I found him in a morgue in Miami. I looked down at my young cousin lying on that slab and I would’ve cried but I had no tears. He turned eighteen in April and had just graduated from high school. He was to have begun his college freshman year in the fall.

That crazed rage that hit me on the first day of the Event, rose in my chest again. If it hadn’t been for that… thing… he’d still be alive. I found that I was angry with him for leaving, but, most of all, I was angry with myself for not trying harder to get him to stay, or to have at least gone with him.

I trembled as I fought to control my fury. It would only serve to get me into trouble if I didn’t and I needed to know what happened to him. I also needed to find Tremaine.

The morgue gave me Will’s belongings, which included his identification, his car keys, and the money belt he’d been wearing which, surprisingly, still contained cash: five thousand dollars. I was astonished at the amount as I hadn’t known he had that much.

I got the story from the police. He was waiting to board the ship when one of those gangs for which the Guard was searching managed to slip past them. These were people that fell over the edge and stayed there and they used violence as a means of expression. They didn’t simply beat folk, either. They graduated from clubs and bats to assault rifles.

Will and Tremaine weren’t the only casualties from that day. The morgue was full of victims of that bunch. They mowed down a whole line of people waiting to board the ship. The Guard made sure that particular group wouldn’t be killing anybody else but it wouldn’t help my cousin.

Tremaine wasn’t in that morgue so I checked the others and his name wasn’t coming up anywhere. No one had a record of him but I kept looking. I checked every John Doe I could find at the morgues and when that didn’t pan out, I checked the hospitals.

It took two weeks but I found him in a hospital in West Miami. The reason it took so long to find him was that his passport was missing – the police said probably stolen – and he had no driver’s license so he didn’t have any identification on him and was in a coma when brought in. He came out of it after a week but was unable to remember his name or much of anything else.

The hospital authorities would only let me view him through the glass at first, but allowed me to go in after I lied and said he was my brother. They sent for a doctor who explained his condition. He said Tremaine took a shot in his left shoulder but the gunshot wasn’t the reason he was in a coma.
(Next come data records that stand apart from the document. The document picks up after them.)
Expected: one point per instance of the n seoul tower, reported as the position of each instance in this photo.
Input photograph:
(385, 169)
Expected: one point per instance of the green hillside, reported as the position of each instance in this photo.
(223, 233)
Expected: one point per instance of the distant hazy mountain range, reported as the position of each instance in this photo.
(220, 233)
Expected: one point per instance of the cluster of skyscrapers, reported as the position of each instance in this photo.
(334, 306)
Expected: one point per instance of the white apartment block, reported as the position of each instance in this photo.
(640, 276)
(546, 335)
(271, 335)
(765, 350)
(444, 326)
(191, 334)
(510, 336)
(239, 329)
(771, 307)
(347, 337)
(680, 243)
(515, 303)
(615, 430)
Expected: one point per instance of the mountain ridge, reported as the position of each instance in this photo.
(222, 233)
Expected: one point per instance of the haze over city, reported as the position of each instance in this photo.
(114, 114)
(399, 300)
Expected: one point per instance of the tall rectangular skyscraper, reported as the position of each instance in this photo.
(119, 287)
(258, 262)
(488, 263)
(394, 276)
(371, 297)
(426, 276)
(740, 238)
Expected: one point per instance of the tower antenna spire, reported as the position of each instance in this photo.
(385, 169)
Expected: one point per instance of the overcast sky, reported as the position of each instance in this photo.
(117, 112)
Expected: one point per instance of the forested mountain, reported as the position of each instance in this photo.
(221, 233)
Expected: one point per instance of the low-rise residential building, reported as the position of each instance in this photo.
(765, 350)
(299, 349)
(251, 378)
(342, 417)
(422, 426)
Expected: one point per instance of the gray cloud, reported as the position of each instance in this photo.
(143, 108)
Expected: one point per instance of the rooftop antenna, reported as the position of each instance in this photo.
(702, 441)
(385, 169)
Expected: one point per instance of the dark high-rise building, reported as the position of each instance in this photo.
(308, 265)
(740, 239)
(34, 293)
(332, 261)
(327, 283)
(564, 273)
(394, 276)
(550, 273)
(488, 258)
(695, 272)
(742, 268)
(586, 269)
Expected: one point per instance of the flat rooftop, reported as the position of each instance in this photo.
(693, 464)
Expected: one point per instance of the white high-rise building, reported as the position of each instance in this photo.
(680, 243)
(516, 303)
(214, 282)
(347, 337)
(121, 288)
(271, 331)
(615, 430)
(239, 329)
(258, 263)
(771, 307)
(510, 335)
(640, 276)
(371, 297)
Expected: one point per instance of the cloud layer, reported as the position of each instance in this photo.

That was because he’d received a hard blow to the back of his skull causing a critical concussion. He thought the boy would get back his memory and seeing me might help jog it.
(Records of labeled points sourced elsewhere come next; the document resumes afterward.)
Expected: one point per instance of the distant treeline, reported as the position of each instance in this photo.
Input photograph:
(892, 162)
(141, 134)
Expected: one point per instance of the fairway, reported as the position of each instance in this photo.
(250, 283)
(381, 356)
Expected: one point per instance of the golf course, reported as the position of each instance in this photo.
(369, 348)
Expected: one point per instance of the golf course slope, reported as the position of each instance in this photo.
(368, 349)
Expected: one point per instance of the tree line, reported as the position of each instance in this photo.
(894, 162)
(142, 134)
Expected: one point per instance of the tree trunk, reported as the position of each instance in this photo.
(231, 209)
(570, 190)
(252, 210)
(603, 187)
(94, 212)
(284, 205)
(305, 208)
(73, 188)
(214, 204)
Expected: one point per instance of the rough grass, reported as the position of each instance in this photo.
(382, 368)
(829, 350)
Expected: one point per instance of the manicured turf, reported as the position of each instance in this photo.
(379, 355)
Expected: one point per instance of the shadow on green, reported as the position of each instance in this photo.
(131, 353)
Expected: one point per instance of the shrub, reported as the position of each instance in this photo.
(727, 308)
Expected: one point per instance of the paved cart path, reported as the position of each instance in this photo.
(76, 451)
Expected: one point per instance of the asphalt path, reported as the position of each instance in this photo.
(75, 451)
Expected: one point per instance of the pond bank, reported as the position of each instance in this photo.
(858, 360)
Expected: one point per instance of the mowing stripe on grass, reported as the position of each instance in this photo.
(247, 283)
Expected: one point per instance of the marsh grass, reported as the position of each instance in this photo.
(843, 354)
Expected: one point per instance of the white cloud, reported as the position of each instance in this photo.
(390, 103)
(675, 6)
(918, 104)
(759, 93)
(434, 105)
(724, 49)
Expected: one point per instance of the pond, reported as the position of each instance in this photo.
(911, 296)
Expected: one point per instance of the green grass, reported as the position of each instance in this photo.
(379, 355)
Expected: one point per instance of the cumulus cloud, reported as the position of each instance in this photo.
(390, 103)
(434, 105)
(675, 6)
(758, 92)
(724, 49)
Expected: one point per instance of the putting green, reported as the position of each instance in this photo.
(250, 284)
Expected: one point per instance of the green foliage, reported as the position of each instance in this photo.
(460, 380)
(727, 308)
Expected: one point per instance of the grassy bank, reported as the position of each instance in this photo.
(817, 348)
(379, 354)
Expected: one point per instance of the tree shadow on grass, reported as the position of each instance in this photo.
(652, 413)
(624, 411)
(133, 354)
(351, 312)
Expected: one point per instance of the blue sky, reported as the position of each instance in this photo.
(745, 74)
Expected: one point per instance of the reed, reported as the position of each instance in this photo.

The doctor was right. It took a couple of days but he began to remember. He was still in serious condition but he would live. Within three days, he remembered everything except the actual moment of the shooting. The only thing he did remember was hearing a couple of pops and Will yelling something and then diving at him slamming him to the pavement. Everything went black after that.
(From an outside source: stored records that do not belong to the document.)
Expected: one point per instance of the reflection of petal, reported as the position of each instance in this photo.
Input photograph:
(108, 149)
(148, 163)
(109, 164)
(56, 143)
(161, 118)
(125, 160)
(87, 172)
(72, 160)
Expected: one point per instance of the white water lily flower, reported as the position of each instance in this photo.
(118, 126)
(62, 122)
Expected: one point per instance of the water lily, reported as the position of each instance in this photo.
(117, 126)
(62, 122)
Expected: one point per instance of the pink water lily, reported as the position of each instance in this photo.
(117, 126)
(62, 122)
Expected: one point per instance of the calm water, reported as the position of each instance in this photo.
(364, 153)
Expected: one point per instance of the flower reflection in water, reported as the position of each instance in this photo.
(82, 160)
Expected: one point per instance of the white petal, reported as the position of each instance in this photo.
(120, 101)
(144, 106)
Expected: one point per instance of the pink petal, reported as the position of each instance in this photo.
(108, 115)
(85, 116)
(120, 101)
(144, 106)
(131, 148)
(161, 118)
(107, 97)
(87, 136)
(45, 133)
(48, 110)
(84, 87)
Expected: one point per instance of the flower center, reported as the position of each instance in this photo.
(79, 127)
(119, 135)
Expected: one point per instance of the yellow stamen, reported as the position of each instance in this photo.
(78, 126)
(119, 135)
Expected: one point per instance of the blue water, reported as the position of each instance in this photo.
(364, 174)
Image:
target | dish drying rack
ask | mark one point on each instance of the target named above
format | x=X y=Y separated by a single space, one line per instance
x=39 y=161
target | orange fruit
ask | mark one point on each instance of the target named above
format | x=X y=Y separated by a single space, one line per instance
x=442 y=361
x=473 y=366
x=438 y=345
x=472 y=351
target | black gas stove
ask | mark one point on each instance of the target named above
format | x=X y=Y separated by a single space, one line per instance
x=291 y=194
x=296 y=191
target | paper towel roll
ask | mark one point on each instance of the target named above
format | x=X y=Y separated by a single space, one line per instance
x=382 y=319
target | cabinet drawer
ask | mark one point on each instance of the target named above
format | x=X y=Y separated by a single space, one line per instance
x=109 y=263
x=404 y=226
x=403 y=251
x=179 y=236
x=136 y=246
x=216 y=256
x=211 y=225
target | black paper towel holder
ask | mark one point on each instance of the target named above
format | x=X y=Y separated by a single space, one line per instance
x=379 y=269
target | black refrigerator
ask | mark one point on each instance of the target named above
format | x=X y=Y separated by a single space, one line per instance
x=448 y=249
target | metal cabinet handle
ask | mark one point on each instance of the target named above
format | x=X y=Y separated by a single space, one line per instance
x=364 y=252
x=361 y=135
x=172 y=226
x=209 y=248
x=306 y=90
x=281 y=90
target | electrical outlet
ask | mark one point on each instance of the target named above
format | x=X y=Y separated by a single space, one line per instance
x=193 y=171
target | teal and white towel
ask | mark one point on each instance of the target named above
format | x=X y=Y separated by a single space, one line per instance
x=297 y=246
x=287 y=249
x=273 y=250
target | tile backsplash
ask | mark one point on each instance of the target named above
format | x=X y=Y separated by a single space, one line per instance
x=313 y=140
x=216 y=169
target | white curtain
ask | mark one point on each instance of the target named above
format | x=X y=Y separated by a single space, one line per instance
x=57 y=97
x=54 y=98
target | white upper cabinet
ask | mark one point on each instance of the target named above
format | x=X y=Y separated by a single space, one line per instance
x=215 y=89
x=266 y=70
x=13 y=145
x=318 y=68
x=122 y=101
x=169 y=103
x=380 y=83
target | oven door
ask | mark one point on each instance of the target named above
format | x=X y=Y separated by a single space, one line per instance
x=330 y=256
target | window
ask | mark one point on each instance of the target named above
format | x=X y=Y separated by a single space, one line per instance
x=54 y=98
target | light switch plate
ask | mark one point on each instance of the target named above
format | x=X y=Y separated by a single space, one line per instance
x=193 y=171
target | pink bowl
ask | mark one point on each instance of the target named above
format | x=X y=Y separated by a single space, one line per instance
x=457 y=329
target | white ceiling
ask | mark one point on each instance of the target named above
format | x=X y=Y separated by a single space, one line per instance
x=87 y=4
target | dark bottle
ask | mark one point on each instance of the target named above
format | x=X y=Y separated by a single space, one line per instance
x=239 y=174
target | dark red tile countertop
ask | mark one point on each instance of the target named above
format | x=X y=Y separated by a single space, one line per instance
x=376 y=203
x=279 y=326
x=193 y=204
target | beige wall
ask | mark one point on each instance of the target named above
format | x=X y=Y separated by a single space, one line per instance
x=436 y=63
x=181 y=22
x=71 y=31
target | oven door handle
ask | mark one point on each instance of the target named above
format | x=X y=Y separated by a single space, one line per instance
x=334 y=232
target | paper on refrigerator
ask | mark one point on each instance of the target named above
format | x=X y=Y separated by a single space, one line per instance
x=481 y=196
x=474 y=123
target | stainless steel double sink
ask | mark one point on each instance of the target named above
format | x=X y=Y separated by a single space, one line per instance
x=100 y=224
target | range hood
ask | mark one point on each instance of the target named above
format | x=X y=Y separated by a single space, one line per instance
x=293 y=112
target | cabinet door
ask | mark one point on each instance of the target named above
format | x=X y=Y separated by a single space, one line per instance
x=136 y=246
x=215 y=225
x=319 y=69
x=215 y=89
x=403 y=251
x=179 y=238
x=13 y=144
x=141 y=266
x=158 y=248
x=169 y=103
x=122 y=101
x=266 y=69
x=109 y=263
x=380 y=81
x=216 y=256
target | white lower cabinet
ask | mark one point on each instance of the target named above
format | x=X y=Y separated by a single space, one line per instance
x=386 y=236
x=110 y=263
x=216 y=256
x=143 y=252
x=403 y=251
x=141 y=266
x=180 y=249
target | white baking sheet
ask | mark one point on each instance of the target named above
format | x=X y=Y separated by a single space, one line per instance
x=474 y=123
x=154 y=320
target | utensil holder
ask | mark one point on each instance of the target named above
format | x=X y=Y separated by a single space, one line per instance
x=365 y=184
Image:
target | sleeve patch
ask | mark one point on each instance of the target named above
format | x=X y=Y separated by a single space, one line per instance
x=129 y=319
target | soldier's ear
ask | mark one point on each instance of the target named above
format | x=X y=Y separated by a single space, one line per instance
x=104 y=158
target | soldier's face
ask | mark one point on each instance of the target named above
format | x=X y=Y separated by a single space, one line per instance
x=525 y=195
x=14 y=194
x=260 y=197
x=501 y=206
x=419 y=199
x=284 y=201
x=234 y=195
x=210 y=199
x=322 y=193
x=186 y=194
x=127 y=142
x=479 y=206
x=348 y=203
That explained the concussion and hearing that pointed out to me that Will likely saved his friend’s life, but at the cost of his own.

He cried when I told him Will was dead but I wasn’t surprised that he still wanted to get to Jamaica as soon as he could leave the hospital and replace his ID.

That’s when I learned why Will had so much money on him. Tremaine didn’t have a money belt and Will was carrying it all for the both of them. Tremaine remembered where they’d stored Will’s car and I gave him the money belt and the three thousand dollars he said was his, and left after promising him I’d return.

I found Will’s car and sold it to a man trying to get to California who paid me a good price. Then I rented a cheap motel room and stayed until Tremaine’s release from the hospital at the end of another week. I knew it was pointless to try to get him to give up trying to get to Jamaica, so, since the hospital required a partial payment for his treatment, which took half his cash, I gave him some of the money from the sale of the car to get a new passport. Then, I set him up in the cheap room I’d rented, wished him well, and left.